井上陽水である。彼の「ワカンナイ」という曲は、この雨ニモマケズを真っ向否定する詩のボクシングのようになっており、「君の言葉は誰にもワカンナイ 君の静かな願いもワカンナイ 望むかたちが決まればツマンナイ 君の時代が今ではワカンナイのよ」と歌う。この曲を知ったのは僕が高校生の頃。作詞作曲がしたくてモーリスのアコースティックギターを買った僕は、この陽水の詞の世界の虜になった。斜に構えて、ステージの上から、熱狂するファンをどこかバカにしたような佇まいでニヒルに笑ってみせる感じに痺れた。

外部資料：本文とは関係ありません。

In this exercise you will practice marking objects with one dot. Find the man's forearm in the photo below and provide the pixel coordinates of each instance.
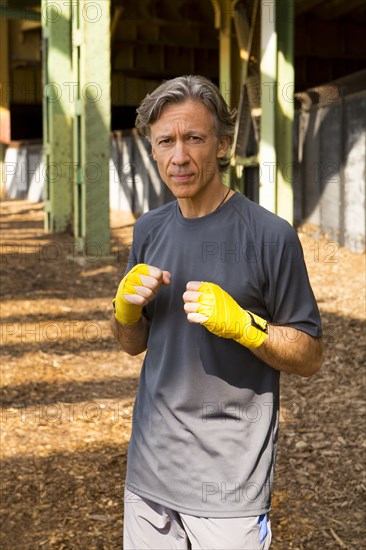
(132, 338)
(291, 350)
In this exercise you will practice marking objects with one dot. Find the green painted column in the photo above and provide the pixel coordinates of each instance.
(285, 107)
(91, 62)
(277, 87)
(57, 114)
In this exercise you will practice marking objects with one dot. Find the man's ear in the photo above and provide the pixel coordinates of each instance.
(223, 146)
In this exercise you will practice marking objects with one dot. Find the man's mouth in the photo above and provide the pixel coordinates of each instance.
(181, 177)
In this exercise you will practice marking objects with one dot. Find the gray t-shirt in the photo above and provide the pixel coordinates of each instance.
(205, 420)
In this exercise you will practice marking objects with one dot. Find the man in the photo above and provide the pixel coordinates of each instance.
(216, 291)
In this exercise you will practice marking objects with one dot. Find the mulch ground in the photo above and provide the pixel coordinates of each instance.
(67, 393)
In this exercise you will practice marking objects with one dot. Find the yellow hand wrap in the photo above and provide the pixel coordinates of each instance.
(125, 312)
(227, 319)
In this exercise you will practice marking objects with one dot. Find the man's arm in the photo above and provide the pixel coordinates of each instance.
(291, 350)
(132, 338)
(283, 348)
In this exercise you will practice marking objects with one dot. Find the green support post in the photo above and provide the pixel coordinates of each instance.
(91, 62)
(285, 107)
(267, 145)
(57, 122)
(277, 85)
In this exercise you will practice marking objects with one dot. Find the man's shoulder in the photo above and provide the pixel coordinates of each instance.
(262, 221)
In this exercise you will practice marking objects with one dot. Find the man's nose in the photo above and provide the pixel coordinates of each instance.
(180, 155)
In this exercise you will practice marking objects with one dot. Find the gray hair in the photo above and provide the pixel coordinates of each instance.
(185, 88)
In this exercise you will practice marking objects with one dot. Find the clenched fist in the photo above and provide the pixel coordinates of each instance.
(137, 289)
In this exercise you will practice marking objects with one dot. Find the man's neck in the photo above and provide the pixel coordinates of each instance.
(197, 208)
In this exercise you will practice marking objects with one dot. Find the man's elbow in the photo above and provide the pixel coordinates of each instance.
(314, 364)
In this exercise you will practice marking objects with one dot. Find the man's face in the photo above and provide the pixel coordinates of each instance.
(186, 148)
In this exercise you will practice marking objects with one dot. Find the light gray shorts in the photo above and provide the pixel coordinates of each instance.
(153, 526)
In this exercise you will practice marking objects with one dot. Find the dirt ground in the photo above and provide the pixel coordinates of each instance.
(67, 395)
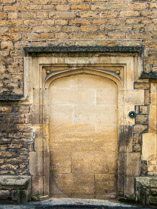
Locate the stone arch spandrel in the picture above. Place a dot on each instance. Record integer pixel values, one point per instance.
(65, 73)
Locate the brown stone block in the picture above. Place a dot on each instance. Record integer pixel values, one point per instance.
(125, 139)
(93, 162)
(62, 7)
(33, 163)
(68, 184)
(139, 85)
(138, 6)
(140, 128)
(129, 186)
(133, 167)
(137, 148)
(105, 184)
(141, 119)
(79, 21)
(147, 97)
(80, 6)
(121, 185)
(89, 14)
(143, 109)
(62, 15)
(37, 185)
(129, 14)
(3, 15)
(137, 139)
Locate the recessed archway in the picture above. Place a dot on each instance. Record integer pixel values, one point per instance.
(83, 134)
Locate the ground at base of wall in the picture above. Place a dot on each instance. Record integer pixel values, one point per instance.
(68, 203)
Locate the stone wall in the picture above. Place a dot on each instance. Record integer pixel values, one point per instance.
(27, 23)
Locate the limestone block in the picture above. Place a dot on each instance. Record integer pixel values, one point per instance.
(68, 184)
(135, 97)
(149, 146)
(105, 185)
(15, 188)
(153, 119)
(133, 166)
(146, 190)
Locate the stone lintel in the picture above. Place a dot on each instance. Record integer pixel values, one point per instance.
(21, 182)
(150, 75)
(68, 49)
(11, 97)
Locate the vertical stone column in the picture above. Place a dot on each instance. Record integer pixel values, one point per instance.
(149, 149)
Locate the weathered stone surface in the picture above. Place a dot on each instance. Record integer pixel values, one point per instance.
(80, 107)
(146, 190)
(15, 188)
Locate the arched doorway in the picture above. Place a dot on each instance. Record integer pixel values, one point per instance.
(83, 136)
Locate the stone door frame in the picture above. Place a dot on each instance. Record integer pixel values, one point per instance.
(42, 68)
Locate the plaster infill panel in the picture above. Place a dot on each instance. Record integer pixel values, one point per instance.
(78, 105)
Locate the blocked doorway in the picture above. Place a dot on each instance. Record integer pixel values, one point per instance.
(83, 137)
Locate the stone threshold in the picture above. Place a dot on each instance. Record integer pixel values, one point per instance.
(69, 203)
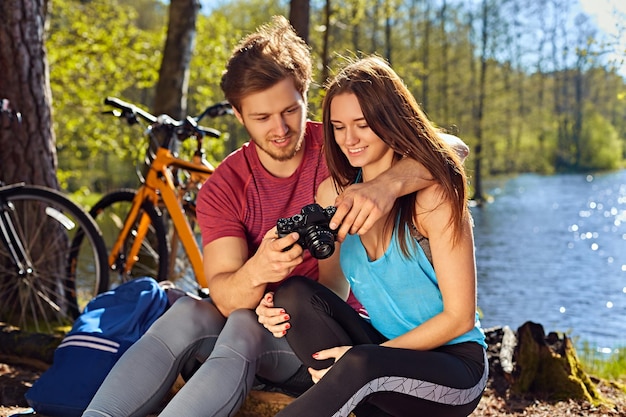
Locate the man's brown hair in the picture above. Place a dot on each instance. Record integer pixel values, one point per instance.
(263, 58)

で、井上陽水と言う人の言葉は信じられると思った。「言葉では意味が伝わり過ぎる」という発言は、言葉はなかなか伝わらないものと考えがちな僕らの頭をたたき割ってくれる響きがある。「ボブディランの詞を読んで思った、ああめちゃくちゃでいいんだ」という発言も、意味を探り過ぎる僕らの頬を張るようだ。

そんな陽水がこんなことを言っている。「向上心が旺盛ってことは、裏を返せばいつでも不平不満を言っているわけで、トラブルメーカーと紙一重なわけ。むしろ向上心がないことを肯定的に捉えたほうがいい。ほどほどを知っているってことだから」

そうなの、そうなのよ。向上心ってのは現状不満という土壌の上に成り立つものであって、現状に大した不満もなければ向上する必要はないってことなの。ほどほどでいることが重要であって、むやみに向上しようとすればするほど生き辛くなって、そういう人がビジネス本とかハウトゥー本とか哲学書とか宗教の勧誘とかに簡単にはまっていくものなのだ。

なんでこんなことを言っているのかというと、生まれてから一度もビジネス書を読んだことがない僕を「向上心ねえなぁ」とバカにする連中への、ささやかな反撃であり、斜に構えて僕も君たちをバカにしているのだよ、という意思表明なのだ。